It is a sunny Saturday in Oakland and 30 people have piled out of several vans in Chinatown. Those in the crowd, mostly teachers, community members, and activists, are craning their necks towards the second story window of a nondescript building, trying to glimpse inside one of the many Oakland sweatshops. The site is of special significance to the four young Asian women who are addressing the group. It is in sweatshops like these, they explain, that most of their mothers work.

Anna, 16, whose mother works 12 hours a day at a nearby garment factory for a popular clothing designer explains that most of the women don't speak English or have green cards and so have little recourse against their working conditions. They sew in 10-hour shifts with no breaks, in overcrowded rooms where the air is heavy with toxic chemicals. In the summer they suffer with no air conditioning, in the winter there is no heat. They are paid “by the piece” rather than by the hour, often coming away with far less than minimum wage for a full days labor. “The CEO's from these corporations sell dresses for $157 that my mother makes for $3,” says Anna, “they are ripping off Asian workers.”
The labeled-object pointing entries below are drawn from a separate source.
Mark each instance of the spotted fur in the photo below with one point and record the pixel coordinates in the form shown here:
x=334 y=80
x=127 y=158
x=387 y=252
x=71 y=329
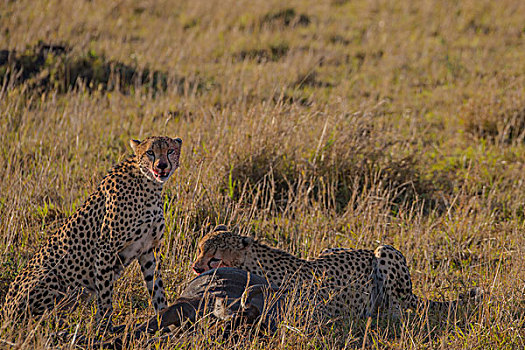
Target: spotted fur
x=121 y=221
x=347 y=281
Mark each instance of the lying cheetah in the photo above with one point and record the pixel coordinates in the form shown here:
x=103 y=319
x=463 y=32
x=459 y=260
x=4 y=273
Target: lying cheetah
x=121 y=221
x=358 y=282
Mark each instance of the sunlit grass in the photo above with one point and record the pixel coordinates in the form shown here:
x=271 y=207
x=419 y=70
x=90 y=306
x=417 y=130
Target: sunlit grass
x=308 y=124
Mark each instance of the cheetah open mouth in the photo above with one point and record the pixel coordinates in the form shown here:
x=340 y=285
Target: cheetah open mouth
x=160 y=176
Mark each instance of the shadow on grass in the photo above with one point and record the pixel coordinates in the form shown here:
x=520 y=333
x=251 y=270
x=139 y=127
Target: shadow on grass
x=47 y=67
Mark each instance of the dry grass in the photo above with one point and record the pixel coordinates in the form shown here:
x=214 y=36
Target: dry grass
x=311 y=124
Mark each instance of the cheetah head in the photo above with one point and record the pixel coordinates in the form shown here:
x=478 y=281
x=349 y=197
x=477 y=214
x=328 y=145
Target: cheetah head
x=221 y=248
x=157 y=156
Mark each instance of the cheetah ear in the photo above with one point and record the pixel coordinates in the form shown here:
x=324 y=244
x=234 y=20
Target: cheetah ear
x=134 y=144
x=220 y=228
x=247 y=241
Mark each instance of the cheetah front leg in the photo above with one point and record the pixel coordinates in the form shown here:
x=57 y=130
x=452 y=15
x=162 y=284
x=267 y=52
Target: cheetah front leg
x=150 y=266
x=105 y=276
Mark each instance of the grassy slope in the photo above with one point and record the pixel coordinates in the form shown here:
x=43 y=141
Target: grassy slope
x=311 y=124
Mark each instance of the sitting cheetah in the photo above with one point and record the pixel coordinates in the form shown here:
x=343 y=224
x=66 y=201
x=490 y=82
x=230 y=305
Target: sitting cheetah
x=357 y=282
x=120 y=222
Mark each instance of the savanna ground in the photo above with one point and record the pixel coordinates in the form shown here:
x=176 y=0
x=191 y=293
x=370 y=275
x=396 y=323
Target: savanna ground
x=309 y=124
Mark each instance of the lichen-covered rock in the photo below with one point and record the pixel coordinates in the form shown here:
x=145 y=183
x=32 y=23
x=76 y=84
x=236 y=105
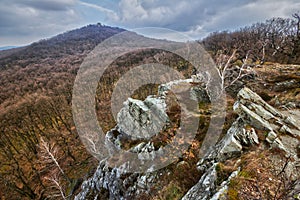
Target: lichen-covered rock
x=142 y=119
x=282 y=132
x=205 y=187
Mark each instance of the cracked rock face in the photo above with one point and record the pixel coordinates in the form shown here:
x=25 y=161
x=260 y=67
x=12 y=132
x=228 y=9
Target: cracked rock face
x=142 y=119
x=254 y=112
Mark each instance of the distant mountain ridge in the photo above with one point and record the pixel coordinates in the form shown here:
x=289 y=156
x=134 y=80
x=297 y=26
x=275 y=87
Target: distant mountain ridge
x=7 y=47
x=78 y=41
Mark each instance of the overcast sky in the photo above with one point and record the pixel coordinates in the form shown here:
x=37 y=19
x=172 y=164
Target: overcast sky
x=25 y=21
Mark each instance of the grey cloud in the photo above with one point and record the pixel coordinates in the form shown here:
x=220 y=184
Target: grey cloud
x=54 y=5
x=202 y=16
x=24 y=21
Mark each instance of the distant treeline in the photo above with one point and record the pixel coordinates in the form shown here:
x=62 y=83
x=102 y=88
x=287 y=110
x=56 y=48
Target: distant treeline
x=275 y=40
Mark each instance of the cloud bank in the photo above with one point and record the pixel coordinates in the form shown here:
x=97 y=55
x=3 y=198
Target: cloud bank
x=24 y=21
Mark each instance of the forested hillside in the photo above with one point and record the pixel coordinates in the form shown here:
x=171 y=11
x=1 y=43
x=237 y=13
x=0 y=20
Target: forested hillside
x=41 y=155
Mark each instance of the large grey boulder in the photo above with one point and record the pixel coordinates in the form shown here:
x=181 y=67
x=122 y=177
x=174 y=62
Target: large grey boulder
x=142 y=119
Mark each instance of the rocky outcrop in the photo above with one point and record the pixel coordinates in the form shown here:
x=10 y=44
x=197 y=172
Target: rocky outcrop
x=254 y=114
x=142 y=119
x=137 y=121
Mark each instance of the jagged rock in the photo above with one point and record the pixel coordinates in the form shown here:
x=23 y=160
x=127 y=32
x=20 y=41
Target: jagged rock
x=230 y=146
x=120 y=186
x=142 y=119
x=205 y=187
x=136 y=120
x=199 y=93
x=253 y=111
x=283 y=86
x=221 y=194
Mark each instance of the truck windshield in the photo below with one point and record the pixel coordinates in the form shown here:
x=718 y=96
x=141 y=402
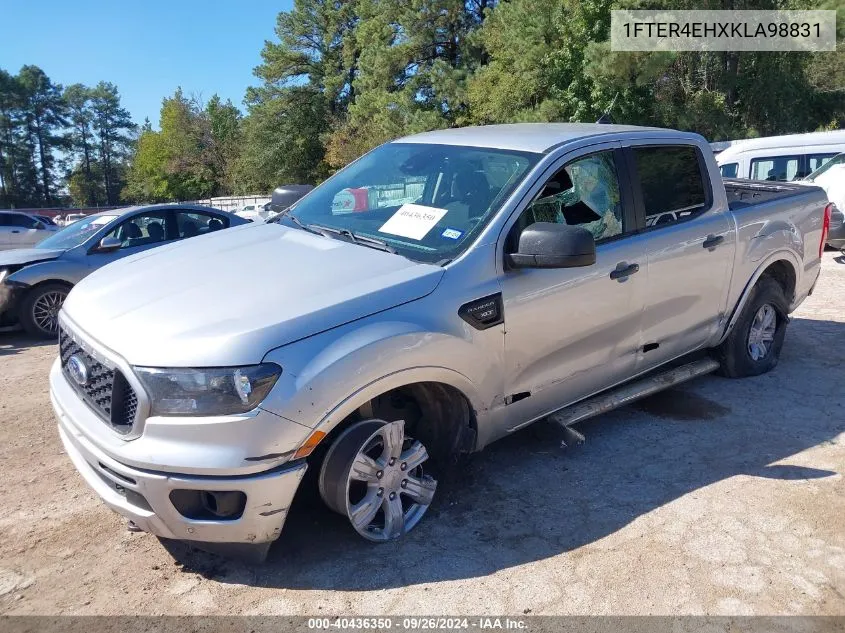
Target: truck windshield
x=834 y=165
x=76 y=233
x=426 y=201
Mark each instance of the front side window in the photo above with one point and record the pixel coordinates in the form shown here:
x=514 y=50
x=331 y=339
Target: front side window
x=194 y=223
x=671 y=182
x=584 y=193
x=776 y=168
x=426 y=201
x=729 y=170
x=142 y=230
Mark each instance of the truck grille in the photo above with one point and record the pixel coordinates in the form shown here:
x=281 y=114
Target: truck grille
x=106 y=390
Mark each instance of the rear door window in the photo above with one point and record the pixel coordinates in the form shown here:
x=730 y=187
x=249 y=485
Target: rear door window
x=729 y=170
x=776 y=168
x=671 y=182
x=22 y=221
x=814 y=161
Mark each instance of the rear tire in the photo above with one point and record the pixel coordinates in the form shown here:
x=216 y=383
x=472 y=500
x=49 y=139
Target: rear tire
x=753 y=346
x=39 y=309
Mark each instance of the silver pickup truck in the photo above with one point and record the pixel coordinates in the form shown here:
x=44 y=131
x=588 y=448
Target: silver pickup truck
x=441 y=292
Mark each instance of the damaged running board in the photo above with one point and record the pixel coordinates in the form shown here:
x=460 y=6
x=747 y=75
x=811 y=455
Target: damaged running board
x=631 y=392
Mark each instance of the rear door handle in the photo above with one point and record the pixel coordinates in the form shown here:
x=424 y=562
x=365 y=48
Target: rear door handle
x=713 y=241
x=623 y=272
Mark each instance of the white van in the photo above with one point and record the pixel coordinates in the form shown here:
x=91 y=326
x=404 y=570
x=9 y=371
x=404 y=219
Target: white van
x=781 y=158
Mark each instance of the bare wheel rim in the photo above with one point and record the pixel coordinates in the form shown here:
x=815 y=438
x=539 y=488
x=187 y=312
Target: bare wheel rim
x=761 y=335
x=385 y=492
x=45 y=310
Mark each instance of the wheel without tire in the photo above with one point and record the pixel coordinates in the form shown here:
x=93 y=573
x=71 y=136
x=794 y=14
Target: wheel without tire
x=39 y=309
x=373 y=475
x=753 y=346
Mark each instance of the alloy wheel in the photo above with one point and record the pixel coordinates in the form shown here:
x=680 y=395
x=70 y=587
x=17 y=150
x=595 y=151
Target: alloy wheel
x=373 y=474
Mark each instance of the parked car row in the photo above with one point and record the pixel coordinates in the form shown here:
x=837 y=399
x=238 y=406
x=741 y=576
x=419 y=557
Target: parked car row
x=37 y=280
x=443 y=291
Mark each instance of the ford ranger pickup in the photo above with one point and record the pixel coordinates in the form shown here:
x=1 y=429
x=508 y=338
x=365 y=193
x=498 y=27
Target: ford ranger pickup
x=439 y=293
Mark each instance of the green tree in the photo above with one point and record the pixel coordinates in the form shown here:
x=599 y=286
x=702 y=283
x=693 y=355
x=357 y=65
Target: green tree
x=115 y=132
x=43 y=111
x=224 y=121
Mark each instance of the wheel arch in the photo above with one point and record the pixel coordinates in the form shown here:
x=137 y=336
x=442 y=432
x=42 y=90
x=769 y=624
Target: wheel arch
x=449 y=395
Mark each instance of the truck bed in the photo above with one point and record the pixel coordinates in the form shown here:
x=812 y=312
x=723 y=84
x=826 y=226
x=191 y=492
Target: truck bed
x=743 y=193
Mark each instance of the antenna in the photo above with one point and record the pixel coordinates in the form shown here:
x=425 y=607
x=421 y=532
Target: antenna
x=606 y=118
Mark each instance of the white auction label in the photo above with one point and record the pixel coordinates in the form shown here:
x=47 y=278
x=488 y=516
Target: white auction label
x=413 y=221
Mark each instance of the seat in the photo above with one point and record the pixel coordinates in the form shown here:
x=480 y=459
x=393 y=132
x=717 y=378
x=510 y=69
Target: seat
x=156 y=232
x=470 y=197
x=127 y=232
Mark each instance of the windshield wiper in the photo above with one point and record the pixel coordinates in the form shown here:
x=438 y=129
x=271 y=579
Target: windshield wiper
x=355 y=238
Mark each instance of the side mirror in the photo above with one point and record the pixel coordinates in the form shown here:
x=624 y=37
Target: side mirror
x=550 y=245
x=108 y=245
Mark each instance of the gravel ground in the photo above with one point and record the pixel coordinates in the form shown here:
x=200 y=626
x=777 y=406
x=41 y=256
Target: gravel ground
x=720 y=497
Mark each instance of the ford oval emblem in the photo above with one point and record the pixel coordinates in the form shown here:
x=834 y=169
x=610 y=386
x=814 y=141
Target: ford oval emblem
x=78 y=370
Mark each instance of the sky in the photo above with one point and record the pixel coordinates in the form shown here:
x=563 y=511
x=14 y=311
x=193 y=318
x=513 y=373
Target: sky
x=146 y=48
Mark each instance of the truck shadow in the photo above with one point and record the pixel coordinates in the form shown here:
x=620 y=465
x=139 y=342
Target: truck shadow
x=525 y=498
x=15 y=342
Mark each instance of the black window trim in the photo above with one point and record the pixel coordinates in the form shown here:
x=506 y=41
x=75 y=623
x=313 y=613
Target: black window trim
x=637 y=189
x=736 y=172
x=118 y=222
x=802 y=162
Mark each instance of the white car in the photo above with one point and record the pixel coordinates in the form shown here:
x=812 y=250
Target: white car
x=253 y=212
x=22 y=230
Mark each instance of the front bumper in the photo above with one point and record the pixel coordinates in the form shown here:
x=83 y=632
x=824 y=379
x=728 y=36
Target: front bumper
x=144 y=496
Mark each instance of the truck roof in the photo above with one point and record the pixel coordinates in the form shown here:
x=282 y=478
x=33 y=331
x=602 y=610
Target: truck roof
x=527 y=137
The eldest child in her family, Anna Le, who is Chinese American, bears the brunt of the work at home to enable her mother to work in the factory. In the evenings, she sees her mother come home exhausted and abused. “In my mom's factory,” she says, “they don't store excess material away from the workroom, they keep it all in one room with the workers even though the dye in the fabric is toxic and can damage their lungs. My mom comes home coughing and with back problems.” Anna says she is tired of the expectation that she should be silent about the injustice in her life just because she is an Asian woman. “There are stereotypes,” she says with an edge of anger in her voice, “that Asian women have flexible fingers and don't complain...Well I don't have flexible fingers, and I complain a lot.”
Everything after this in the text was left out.